Skip to main content

base

Base interface for data persistence implementations.

Classes

DataPersister

class DataPersister():

Abstract interface for data persistence/caching implementations.

Ancestors

Static methods


prep_data_for_caching

def prep_data_for_caching(    data: pd.DataFrame, image_cols: Optional[Collection[str]] = None,)> pd.DataFrame:

Prepares data ready for caching.

This involves removing/replacing things that aren't supposed to be cached or that it makes no sense to cache, such as image data or file paths that won't be relevant except for when the files are actually being used.

Does not mutate input dataframe.

Methods


bulk_set

def bulk_set(    self, data: pd.DataFrame, original_file_col: str = '_original_filename',)> None:

Bulk set a bunch of cache entries from a dataframe.

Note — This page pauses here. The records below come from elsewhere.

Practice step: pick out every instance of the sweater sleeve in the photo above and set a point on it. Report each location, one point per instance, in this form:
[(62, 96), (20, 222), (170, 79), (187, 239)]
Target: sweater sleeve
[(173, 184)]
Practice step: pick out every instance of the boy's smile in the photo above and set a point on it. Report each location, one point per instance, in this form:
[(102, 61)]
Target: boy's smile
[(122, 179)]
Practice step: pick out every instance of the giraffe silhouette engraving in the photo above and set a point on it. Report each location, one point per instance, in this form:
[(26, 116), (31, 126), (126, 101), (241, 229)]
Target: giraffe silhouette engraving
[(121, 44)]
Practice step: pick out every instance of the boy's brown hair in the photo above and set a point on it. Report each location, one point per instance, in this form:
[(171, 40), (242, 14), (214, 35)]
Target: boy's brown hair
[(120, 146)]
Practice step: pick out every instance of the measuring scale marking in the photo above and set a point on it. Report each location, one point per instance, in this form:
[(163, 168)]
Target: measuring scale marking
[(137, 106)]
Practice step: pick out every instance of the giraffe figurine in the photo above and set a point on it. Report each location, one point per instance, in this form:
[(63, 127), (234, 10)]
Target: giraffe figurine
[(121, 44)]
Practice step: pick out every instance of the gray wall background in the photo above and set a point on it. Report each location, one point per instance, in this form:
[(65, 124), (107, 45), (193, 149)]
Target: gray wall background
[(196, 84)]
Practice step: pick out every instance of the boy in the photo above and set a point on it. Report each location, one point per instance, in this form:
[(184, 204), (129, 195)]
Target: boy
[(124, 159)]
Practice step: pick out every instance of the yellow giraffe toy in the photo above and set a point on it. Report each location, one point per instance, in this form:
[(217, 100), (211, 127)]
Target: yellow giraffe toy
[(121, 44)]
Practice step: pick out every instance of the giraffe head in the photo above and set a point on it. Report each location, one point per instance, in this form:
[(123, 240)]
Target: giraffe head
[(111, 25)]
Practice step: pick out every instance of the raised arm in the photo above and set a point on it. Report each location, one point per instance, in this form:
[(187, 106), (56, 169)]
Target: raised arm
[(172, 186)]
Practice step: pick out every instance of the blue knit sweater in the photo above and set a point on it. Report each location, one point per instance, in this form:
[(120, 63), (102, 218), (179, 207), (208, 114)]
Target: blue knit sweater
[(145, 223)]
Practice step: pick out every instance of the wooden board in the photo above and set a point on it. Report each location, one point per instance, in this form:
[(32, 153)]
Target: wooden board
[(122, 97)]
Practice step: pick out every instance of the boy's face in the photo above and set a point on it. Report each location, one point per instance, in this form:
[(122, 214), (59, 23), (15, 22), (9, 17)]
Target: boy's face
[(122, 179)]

The dataframe must indicate the original file that each row is associated with. This is the _original_filename column by default.

get

def get(self, file: Union[str, Path])> Optional[pd.DataFrame]:

Get the persisted data for a given file.

Returns None if no data has been persisted, if it is out of date, or an error was otherwise encountered.

set

def set(self, file: Union[str, Path], data: pd.DataFrame)> None:

Set the persisted data for a given file.

If existing data is already set, it will be overwritten.

The data should only be the data that is related to that file.

unset

def unset(self, file: Union[str, Path])> None:

Deletes the persisted data for a given file.